Gil had asked her if she would want to go to dinner with Sersi and Dane as a couple. Although now all she could think of was the two Eternals smiling on as their humans chatted away about trivial human things.
"Thena, please," Gil slid closer again, taking her hand in his. "I know I sound insane, and I don't blame you if you say you want nothing to do with me after this. But I never lied when I told you liked you, or that I wanted to spend the rest of my days listening to you talk about South American architecture, or Grecian olive harvesting, or the Guptan Empire."
Thena squeezed her eyes shut, feeling tears in them. Gil swooped forward pulling her closer to him, always eager to comfort. He pressed his lips to her temple.
"I'm so sorry, sweetheart. I never meant for you to get hurt."
She believed that. Because Gil would never be capable of wishing harm on her. He probably wasn't capable of really wishing it on anyone, except maybe Sersi's ex-husband. She wouldn't have believed him capable of causing harm either, until the news today.
"If I could trade the rest of my forever for one more day with you, I would."
Maybe that was easy to say for someone who really did have a forever. She looked at him, wild in the eyes.
"Sorry," he whispered, looking away from her. He gave her cheek another kiss before releasing her slowly. "I'll give you time to think. If...if you don't want to talk anymore, I'll understand. But if I don't hear from you in a few days, can I at least come check if you're okay?"
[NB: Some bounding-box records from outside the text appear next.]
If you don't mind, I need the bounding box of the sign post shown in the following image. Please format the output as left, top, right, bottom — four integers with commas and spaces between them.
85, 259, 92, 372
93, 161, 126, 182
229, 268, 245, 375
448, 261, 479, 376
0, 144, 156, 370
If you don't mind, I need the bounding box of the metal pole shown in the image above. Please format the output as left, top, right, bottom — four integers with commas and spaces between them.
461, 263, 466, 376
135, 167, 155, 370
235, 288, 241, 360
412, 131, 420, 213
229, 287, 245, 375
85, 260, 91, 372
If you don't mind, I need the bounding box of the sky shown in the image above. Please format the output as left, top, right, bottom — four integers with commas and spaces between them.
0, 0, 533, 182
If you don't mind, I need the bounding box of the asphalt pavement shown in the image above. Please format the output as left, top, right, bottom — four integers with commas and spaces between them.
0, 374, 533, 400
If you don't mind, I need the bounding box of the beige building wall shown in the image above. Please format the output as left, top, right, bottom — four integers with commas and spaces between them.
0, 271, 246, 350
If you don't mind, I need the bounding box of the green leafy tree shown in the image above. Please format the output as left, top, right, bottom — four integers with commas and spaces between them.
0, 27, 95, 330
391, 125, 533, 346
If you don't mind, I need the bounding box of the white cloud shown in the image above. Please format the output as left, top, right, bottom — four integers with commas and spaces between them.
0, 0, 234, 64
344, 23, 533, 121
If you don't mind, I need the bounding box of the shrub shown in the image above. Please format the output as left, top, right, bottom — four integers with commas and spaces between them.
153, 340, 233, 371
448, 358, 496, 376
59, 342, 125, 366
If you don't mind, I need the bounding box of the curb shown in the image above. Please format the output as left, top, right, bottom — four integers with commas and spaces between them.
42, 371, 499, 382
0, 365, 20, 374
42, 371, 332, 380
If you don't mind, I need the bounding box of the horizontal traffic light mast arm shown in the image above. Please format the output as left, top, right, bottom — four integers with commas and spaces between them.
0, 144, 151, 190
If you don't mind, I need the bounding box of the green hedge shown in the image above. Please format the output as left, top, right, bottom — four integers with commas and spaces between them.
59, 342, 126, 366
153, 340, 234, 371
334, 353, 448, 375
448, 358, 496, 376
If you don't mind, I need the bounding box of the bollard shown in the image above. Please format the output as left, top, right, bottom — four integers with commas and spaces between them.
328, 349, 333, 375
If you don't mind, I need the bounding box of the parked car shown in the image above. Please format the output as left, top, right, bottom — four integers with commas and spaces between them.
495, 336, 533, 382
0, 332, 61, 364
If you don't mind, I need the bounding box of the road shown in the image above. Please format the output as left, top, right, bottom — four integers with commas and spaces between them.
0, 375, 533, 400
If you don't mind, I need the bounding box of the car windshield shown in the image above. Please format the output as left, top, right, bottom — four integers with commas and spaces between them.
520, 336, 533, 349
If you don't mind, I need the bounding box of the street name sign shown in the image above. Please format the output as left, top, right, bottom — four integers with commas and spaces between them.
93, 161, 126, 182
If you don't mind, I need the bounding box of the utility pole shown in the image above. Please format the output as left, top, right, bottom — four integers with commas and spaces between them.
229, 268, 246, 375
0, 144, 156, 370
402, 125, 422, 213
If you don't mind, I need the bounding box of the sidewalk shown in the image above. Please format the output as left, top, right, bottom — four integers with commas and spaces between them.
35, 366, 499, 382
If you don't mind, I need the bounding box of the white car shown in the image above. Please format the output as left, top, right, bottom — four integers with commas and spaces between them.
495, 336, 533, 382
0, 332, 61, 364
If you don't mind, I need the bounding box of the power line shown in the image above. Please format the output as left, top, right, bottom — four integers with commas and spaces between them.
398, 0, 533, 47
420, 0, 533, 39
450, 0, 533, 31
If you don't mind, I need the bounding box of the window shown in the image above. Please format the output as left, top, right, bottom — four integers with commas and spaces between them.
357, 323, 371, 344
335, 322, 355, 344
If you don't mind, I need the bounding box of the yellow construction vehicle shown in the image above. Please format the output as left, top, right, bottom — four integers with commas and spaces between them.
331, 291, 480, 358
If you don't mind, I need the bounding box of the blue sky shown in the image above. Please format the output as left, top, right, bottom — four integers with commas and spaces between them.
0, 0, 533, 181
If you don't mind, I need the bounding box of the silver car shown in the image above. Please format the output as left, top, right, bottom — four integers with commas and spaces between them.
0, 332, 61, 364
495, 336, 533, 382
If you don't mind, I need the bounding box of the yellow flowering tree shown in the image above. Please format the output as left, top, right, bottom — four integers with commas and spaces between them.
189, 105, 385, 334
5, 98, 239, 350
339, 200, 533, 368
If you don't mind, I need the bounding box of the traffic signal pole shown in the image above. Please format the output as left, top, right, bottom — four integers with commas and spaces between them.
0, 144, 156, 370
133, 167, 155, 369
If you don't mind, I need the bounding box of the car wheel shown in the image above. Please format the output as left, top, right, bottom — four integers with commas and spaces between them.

She nodded, completely without the words to ask him to stay. He took it though, nodding back and then walking towards the far exit of the museum floor. She could hear his steps the whole way, although her heart felt like it was pounding at the inside of her skull.
She had a lot to think about. Aliens and monsters and immortal Eternals who had been on Earth for thousands of years. Did this have anything to do with how half of the earth's population vanished in the blink of an eye those years ago? Did they also blip? Could they?
She had so much to think about, so much to worry about. And the only person she wanted to talk to about it all just left.